Chris Ofili, The Holy Mary Virgin
Chris Ofili, The Holy Mary Virgin (1996; papel, pintura al óleo, purpurina, resina y estiércol de elefante sobre lino, 243,8 x 182,9 cm)

Por supuesto: se trata de acontecimientos ya lejanos en el tiempo. Pero la preocupación de quienes trabajan en el mundo del arte y la cultura parece aún más compartida. Apenas han pasado dos días desde la victoria de Donald Trump, que durante los próximos cuatro años será, nos guste o no, el presidente de los Estados Unidos de América.
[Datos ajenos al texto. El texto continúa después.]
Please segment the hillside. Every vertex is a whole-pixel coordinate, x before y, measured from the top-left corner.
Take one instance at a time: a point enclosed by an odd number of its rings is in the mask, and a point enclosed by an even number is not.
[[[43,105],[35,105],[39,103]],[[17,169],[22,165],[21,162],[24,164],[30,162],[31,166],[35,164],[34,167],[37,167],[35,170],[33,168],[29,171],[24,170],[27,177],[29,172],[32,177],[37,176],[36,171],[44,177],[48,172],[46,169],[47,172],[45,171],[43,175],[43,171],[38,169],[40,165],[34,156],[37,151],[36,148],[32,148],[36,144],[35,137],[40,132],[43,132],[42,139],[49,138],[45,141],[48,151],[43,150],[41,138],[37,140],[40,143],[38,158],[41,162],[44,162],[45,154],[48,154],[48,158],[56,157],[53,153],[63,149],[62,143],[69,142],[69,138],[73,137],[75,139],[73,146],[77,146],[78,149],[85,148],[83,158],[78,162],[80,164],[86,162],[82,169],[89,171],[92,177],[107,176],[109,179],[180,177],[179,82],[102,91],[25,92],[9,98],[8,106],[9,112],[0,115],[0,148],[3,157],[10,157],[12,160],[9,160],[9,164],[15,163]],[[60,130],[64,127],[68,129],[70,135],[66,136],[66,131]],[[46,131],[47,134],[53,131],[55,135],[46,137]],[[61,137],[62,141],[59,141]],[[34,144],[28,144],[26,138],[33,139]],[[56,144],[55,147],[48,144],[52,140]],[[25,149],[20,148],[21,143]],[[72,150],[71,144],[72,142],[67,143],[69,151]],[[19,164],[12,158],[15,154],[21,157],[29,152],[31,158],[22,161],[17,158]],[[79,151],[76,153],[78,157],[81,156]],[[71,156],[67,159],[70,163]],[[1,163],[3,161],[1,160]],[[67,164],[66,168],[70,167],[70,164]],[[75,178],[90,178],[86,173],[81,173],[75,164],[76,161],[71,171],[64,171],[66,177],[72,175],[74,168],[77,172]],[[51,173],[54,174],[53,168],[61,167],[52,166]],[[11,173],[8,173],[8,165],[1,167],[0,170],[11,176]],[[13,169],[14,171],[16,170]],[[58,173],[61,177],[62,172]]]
Hrag Vartanian, cofundador de Hyperallergic, uno de los blogs de arte más influyentes y leídos del mundo, escribió, sin ambages, que “la pesadilla ha llegado” y que la “visión de una América esperanzada puede estar muerta”. El mundo del arte podría encontrar un remedio superando sus divisiones y ofreciendo la imagen de una comunidad que avanza forjando nuevas alianzas, desafiando viejos modelos anticuados, haciendo algo nuevo, mejor y diferente. Nuestra industria se enfrenta a un reto totalmente nuevo, y es limitante pensar que este reto sólo concierne a Estados Unidos: habrá que encontrar la manera de hacerle frente.